Narrow down the Scope of Economics: According to
Prof. Lionel Robbins the use of the word “Material” in Marshall’s definition
narrows down the scope of economics. There are many things in the world, which
are non material but they are very significant for promoting human welfare.
For example the
services of doctors, lawyers, teachers, engineers, professors etc. these thing
satisfy our wants and are scarce in supply. If we exclude these services from
the economics, then its cope will be very much restricted.

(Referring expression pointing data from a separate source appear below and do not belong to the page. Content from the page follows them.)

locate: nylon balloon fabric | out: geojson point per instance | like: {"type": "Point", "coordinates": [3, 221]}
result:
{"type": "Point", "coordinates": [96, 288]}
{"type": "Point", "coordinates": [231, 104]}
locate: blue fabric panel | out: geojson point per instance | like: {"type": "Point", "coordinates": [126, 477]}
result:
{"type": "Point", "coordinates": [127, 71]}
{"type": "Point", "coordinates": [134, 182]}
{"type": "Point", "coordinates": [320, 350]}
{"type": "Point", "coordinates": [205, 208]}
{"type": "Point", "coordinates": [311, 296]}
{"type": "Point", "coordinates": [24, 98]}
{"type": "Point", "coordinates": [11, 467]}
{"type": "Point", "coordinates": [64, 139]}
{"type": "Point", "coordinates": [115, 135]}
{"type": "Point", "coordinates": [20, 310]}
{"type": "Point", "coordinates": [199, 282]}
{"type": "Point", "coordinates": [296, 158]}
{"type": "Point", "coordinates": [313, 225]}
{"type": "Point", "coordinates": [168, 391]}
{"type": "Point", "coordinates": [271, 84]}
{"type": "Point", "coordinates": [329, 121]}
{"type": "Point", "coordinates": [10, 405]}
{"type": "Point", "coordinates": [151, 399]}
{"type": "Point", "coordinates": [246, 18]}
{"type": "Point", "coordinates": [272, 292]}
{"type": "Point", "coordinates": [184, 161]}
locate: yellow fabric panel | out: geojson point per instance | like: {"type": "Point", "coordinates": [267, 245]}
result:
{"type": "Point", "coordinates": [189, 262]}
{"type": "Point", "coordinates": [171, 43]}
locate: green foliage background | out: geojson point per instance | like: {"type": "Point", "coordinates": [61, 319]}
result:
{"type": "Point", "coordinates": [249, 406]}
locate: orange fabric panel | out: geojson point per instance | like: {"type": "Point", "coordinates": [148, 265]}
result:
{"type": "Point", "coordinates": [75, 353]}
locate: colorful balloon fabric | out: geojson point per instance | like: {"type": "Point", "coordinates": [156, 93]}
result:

Therefore, in the
actual study of economics principles, both the material and immaterial things
are taken into accounts.
2.
Classificatory Type of Definition: Marshall’s
definition was rejected by Robins as being classificatory because it makes a
distinction between material and immaterial welfare and says that economic is
concerned only with material welfare.
3.
Relation between Economics and Welfare: Robbins hardly
criticized Marshall’s definition due to the reason of the relation between
economics and welfare. Robins said that there are many activities which do not
promote human welfare but they can satisfy their wants and therefore, can be
regarded economic activities, for example the manufacturing and sale of alcohol
goods or opium etc. here Robins says “whey talk of welfare at all? Why not
throw away the mask along altogether?”
4.
Welfare is a Vague Concept: Professor Robins raised another
objection about “Welfare”. In Robbins opinion, welfare is a vague concept. It
is purely subjective. It differs from man to man, from place to place and from
age to age. Robins says that what is the use of a concept which cannot be
quantitatively measured and on which two persons cannot agree as to what is
conducive to welfare and what is not.
5.
Involves Value Judgment: Robins object that the word “Welfare”
involves value judgment. According to Robbins the work of the economists is not
to judge the value of a commodity whether it promotes welfare or not.
Economists are forbidden to pass any decision.
6.
Impractical: The definition of economics by Alfred Marshall is
of theoretical nature. Alfred Marshall definition of economics is not possible
in practice to divide human activities.